La propuesta no prosperó por excesiva.

—¡Lo que tenemos de hacer es cepillarnos a uno de esos falangistas que no son más que unos hijos de perra! —apuntó fuera de sí otro, en la misma dirección que el anterior, harto de tantas palabras.

—En mi opinión, todavía no es momento de actuar, sino de tener más y mejor información que ellos —volvió a intervenir el que había hablado primero, conocido por ser el más juicioso de todos—. Eso es lo que nos pide la Federación Madrileña. Por tanto, centrémonos. En el treinta y cuatro, la falta de preparación, la improvisación y, sobre todo, no saber contra qué nos enfrentábamos hizo trizas la ansiada revolución. No cometamos el mismo error. Aparte de la lista de la que ya hemos hablado, propongo señalar los edificios públicos próximos a nuestro barrio y tener claro quién trabaja en ellos que sea de nuestra cuerda. Si un día tuviésemos que intervenirlos, no perderíamos el tiempo, como pasó en el treinta y cuatro. Y por otro lado, deberíamos tener perfectamente localizada la red de distribución de agua y de luz, las centrales telefónicas, imprentas, cocheras, almacenes con posibilidades o cualquier pequeña industria que en un momento dado pudiera sernos útil. —El encargado de redactar sus conclusiones pidió que hablara más despacio porque se estaba perdiendo—. Disculpa, compañero, que ya casi termino. Pienso que con los militares deberíamos actuar de otro modo a como lo hemos venido haciendo. Me explico. Hace unos meses, como sabéis, desde la central se elaboró un periódico llamado Soldados del pueblo dirigido a la simple soldadesca con idea de hacerla más afín a nuestras ideas. Pero como la verdad es que no lo movimos demasiado, se me ocurre que lo hagamos ahora repartiéndonos entre los aquí presentes todos los cuarteles de Madrid para hacérselos llegar. Los soldados rasos han de estar de nuestro lado.

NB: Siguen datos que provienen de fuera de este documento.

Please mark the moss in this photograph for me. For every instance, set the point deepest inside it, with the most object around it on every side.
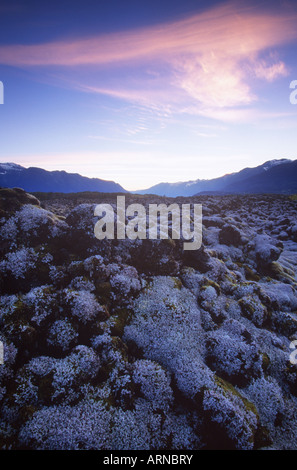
(250, 274)
(177, 283)
(103, 291)
(265, 361)
(228, 388)
(209, 282)
(120, 321)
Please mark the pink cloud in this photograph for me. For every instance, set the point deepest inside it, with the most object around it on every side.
(206, 59)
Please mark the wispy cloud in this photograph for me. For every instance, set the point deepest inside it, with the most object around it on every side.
(206, 62)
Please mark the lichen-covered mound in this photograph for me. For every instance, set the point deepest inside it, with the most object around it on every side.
(137, 344)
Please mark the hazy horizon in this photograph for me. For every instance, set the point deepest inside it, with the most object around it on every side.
(142, 94)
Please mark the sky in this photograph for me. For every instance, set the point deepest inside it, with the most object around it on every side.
(143, 92)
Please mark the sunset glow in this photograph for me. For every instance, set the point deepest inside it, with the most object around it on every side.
(195, 96)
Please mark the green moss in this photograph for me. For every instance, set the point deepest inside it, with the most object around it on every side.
(228, 388)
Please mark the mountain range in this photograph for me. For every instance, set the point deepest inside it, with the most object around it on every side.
(274, 176)
(39, 180)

—Con solo acercarme a un cuartel me saldría una urticaria —apuntó el mayor del grupo, un picapedrero más leído que ninguno y discípulo del anarquismo más puro—. Yo me niego. Odio las armas y siento un rechazo infinito por todo lo que tenga que ver con el espíritu castrense.

—Respetamos tu posición, Mateo —participó Mario, el Tuercas—. En mi caso no tengo problema alguno, y además recuerdo que uno de mi barriada está destinado en un regimiento de Infantería.

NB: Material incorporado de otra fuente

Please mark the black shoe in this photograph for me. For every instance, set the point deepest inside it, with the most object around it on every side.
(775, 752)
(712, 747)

—Eso sería lo mejor —retomó la palabra el cabecilla—. Si conocéis a alguien que esté dentro, pedidle que nos ayude a difundir el periódico. Tengo un ejemplar conmigo por si queréis echarle un vistazo. —Se lo pasó—. Quien lo escribió hizo un buen trabajo, porque explica muy bien qué somos, a qué aspiramos y cuál es nuestro compromiso hacia ellos luchando también por sus derechos sociales. ¿Se os ocurre alguna cosa más?

—¡Desde luego que sí! —respondió Mario con toda contundencia.

—Tú dirás.

—Deberíamos armarnos y pasar de las palabras a los hechos.